Drukuj

Architektura krajobrazu na miejskiej ulicy cz. IIZarząd Dróg Miejskich w Poznaniu w styczniu tego roku został laureatem konkursu Towarzystwa Urbanistów Polskich „Najlepiej Zagospodarowana Przestrzeń Publiczna w Wielkopolsce”. Nagrodę przyznano za kompleksową rewaloryzację zieleni ciągu ulic: Solna, Wolnica, Małe Garbary. Tam wykonano tzw. zielone torowisko oraz zainstalowano system automatycznego nawadniania. Komisja konkursu zwróciła szczególną uwagę na postęp, jaki dokonał się w zagospodarowaniu zielenią miejskich przestrzeni publicznych. „Zazielenianie” poznańskich ulic trwa już od 2003 roku. W ubiegłym roku ZDM został też wyróżniony przez Zarząd Główny Towarzystwa Urbanistów Polskich „za konsekwentne, nowatorskie i zintegrowane działania na rzecz zagospodarowania i utrzymania zieleni w przestrzeni publicznej ulic, służące środowisku i podnoszące komfort mieszkańców Poznania.” O drodze do stworzenia „zielonych ulic” i zmianie w podejściu do obszarów zieleni przyulicznej rozmawiamy z Agnieszką Szulc, naczelnikiem Wydziału Terenów Zieleni w Zarządzie Dróg Miejskich w Poznaniu.

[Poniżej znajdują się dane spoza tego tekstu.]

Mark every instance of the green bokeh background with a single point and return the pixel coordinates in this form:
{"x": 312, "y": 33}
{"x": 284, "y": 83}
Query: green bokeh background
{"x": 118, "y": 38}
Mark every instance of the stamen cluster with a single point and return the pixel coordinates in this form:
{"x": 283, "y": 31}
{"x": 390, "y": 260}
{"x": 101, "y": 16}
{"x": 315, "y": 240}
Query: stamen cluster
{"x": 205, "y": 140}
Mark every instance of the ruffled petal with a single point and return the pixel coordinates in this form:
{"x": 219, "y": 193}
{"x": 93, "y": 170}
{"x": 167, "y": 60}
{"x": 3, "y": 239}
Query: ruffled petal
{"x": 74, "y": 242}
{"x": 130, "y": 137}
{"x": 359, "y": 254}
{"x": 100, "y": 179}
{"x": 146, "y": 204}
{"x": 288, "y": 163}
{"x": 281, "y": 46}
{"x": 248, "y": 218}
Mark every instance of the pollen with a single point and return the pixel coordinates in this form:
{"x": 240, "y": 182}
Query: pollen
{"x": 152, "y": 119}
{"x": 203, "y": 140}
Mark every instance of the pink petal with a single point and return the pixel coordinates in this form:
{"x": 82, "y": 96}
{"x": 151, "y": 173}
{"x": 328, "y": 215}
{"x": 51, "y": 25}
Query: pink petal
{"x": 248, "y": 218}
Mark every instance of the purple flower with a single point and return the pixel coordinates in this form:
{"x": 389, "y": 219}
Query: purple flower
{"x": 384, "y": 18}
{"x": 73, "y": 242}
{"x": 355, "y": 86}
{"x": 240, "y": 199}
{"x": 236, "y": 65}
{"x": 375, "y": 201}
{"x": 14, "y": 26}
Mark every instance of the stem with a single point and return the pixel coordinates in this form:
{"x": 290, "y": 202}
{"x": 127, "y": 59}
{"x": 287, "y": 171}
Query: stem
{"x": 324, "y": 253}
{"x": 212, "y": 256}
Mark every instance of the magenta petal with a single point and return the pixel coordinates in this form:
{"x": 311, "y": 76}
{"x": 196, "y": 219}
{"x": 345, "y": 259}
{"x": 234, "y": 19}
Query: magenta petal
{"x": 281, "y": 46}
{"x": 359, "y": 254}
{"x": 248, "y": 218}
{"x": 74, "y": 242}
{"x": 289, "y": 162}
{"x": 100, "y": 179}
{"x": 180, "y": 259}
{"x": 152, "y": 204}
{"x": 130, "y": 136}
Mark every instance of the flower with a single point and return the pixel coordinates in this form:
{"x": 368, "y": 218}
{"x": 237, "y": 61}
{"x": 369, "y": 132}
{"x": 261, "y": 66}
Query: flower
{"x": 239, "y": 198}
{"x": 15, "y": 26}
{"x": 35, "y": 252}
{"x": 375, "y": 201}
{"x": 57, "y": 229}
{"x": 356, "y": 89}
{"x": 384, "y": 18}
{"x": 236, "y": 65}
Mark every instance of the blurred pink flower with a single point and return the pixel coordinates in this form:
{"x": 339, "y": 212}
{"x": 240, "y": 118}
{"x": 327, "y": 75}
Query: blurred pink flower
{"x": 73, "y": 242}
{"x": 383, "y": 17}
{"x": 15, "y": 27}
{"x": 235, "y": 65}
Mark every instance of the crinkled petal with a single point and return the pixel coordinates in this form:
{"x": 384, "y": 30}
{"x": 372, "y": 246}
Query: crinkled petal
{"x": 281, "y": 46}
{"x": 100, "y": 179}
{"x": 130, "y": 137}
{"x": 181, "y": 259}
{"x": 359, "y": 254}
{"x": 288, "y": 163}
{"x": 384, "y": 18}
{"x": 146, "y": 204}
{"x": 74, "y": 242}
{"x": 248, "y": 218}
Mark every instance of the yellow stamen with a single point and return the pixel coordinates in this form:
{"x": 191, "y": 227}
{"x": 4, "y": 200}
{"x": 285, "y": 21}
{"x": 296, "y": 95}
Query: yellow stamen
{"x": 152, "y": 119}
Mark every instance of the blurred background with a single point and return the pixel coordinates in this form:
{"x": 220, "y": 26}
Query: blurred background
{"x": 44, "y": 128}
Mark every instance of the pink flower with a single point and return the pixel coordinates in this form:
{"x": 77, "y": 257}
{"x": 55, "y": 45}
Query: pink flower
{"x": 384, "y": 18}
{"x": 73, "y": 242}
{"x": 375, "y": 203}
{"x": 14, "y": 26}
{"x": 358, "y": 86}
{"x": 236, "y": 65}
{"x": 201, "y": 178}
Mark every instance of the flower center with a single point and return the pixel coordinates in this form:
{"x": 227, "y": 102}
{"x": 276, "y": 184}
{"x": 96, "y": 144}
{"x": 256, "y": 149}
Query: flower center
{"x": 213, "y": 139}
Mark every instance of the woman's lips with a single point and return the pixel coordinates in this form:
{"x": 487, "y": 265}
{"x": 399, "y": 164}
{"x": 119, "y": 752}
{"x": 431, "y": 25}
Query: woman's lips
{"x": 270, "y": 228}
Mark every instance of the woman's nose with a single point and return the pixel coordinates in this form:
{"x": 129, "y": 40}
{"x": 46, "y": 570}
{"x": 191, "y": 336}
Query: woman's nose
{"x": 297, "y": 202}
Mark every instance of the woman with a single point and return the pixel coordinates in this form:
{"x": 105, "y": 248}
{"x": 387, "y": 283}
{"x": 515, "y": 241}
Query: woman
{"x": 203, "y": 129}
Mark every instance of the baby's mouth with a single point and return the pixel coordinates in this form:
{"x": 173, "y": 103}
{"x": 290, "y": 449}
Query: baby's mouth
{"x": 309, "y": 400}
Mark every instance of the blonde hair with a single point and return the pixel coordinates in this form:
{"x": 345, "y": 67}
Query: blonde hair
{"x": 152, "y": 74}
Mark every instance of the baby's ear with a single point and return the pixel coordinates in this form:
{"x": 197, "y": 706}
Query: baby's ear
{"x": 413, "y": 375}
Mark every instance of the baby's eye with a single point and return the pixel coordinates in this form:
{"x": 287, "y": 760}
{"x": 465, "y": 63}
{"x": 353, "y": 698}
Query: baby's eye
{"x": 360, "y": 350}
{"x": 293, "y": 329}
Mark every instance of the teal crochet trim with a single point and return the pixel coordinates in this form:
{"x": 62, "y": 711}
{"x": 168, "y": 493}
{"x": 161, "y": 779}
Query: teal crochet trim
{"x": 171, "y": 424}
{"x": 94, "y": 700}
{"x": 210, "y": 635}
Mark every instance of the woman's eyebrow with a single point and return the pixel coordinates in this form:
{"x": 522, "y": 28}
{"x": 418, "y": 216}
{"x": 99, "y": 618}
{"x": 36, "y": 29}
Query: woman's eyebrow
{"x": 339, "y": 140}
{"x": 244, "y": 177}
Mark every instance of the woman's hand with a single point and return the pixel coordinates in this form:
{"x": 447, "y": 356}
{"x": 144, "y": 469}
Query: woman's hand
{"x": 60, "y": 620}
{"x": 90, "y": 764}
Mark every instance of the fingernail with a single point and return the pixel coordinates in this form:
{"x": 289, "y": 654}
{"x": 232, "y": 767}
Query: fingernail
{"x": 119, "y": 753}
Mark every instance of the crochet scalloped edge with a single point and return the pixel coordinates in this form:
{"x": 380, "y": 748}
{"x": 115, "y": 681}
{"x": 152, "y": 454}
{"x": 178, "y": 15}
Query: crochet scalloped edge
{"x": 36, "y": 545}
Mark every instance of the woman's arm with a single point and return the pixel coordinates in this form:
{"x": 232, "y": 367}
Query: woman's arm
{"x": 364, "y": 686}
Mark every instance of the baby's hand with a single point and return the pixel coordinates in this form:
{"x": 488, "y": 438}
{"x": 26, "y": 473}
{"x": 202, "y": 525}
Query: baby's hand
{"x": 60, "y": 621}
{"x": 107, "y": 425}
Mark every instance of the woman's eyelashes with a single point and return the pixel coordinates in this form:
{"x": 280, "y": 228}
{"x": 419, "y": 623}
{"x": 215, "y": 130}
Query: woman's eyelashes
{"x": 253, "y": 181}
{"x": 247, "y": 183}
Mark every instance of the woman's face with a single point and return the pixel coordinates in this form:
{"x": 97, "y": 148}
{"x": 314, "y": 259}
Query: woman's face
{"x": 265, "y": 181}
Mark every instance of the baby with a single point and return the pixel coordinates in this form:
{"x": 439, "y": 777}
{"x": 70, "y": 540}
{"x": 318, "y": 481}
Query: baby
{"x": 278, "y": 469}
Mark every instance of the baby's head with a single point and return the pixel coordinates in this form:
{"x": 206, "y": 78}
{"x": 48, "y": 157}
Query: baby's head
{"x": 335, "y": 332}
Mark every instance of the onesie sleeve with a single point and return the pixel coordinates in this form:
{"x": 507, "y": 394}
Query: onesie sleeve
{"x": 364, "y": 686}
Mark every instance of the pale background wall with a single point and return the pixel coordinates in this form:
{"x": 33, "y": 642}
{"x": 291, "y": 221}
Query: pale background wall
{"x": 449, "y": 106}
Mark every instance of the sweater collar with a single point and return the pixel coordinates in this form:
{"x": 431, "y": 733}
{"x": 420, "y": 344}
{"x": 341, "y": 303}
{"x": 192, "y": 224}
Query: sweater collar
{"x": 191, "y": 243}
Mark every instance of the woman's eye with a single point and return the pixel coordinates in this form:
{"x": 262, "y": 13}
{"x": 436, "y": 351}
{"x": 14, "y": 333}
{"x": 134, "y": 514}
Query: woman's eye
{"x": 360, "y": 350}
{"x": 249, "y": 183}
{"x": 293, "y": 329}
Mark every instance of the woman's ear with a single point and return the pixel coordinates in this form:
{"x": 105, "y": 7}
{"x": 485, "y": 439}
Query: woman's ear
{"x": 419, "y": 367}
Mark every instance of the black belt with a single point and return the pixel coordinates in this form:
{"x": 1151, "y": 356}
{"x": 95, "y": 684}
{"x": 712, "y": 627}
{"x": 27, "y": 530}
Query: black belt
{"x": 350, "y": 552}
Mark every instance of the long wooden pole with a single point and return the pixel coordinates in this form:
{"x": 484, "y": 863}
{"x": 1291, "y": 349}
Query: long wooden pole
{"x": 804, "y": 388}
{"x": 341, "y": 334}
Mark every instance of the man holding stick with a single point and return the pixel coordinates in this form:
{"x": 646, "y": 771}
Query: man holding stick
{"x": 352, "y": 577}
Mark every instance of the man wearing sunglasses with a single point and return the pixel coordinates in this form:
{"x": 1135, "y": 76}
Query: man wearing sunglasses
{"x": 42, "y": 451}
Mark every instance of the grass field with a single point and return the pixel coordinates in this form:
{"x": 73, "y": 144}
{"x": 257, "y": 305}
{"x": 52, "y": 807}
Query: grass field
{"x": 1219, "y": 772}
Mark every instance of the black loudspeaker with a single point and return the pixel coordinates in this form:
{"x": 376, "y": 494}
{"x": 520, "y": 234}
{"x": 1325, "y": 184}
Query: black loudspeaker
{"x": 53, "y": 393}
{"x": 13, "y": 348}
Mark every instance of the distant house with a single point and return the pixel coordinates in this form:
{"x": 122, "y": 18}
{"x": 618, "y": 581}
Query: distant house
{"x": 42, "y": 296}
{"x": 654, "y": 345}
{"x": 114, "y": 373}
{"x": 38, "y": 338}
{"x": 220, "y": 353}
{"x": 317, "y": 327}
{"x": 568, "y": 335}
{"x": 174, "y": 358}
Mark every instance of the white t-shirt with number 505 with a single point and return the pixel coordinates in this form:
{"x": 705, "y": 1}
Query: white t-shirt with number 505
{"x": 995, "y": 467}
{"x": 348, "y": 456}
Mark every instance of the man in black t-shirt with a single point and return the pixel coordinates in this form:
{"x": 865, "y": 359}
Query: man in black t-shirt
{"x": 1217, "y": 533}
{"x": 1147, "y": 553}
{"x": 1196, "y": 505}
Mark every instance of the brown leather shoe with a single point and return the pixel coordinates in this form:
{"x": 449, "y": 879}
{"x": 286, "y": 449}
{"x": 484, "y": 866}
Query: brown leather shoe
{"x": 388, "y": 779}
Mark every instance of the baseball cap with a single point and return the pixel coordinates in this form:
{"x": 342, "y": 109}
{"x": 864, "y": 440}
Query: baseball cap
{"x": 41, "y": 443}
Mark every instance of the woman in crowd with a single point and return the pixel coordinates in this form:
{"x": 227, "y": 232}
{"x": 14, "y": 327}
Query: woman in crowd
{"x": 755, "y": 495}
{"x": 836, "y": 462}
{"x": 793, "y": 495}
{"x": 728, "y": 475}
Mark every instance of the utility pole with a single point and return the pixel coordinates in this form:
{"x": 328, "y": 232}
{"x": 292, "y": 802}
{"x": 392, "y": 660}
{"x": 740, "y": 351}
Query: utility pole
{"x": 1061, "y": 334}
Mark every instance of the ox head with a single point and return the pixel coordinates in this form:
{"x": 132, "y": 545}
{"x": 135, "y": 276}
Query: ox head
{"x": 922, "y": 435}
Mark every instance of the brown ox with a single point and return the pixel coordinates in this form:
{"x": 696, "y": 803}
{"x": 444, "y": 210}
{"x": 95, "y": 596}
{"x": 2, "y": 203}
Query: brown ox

- Jakie są kryteria, które muszą spełniać sadzonki roślin, przeznaczone do nasadzeń w ciągach komunikacyjnych miasta? Jaki jest tryb prowadzenia prac pielęgnacyjnych i kto jest odpowiedzialny za utrzymanie roślin w dobrej kondycji?

- W postępowaniach przetargowych bardzo dokładnie określamy nasze wymagania. Przede wszystkim wymagamy, żeby rośliny były zdrowe, spełniały parametry specyfikacji. W chwili, gdy rośliny zaczynają podupadać na zdrowiu wykonawca musi natychmiast interweniować. Pakiet zabiegów pielęgnacyjnych jest przez nas opisany, aczkolwiek w specyfikacji wyraźnie mówimy, że o częstotliwości tych zabiegów musi decydować wykonawca, oczywiście w porozumieniu z inspektorem. Wykonawca musi czuć się odpowiedzialny za powierzoną mu roślinność, na bieżąco analizować warunki pogodowe i stan roślin.

Jednym z najważniejszych zabiegów jest podlewanie roślin. Cały czas są one odchwaszczane. Dbamy też o to, by wokół roślin nie brakowało ściółki. Zabezpieczenia, takie jak paliki, są w  pierwszym okresie po zasadzeniu drzew na bieżąco uzupełniane i naprawiane. Usuwane są po dwóch, trzech latach. Istotne jest nawożenie, by zapewnić zasobność podłoża w składniki pokarmowe. Za to również odpowiedzialny jest wykonawca projektu. On też decyduje o częstotliwości pielenia oraz koszenia trawy. Jest to uzależnione od warunków pogodowych, temperatury i nasłonecznienia, a także od ilości opadów. W umowie z wykonawcą jest podana informacja, jaka jest dopuszczalna wysokość roślinności chwastów oraz trawy. Jeśli chodzi o zabiegi związane z ochroną mechaniczną roślin przed ich najeżdżaniem, to ważne jest także zapewnienie odpowiedniego doboru elementów.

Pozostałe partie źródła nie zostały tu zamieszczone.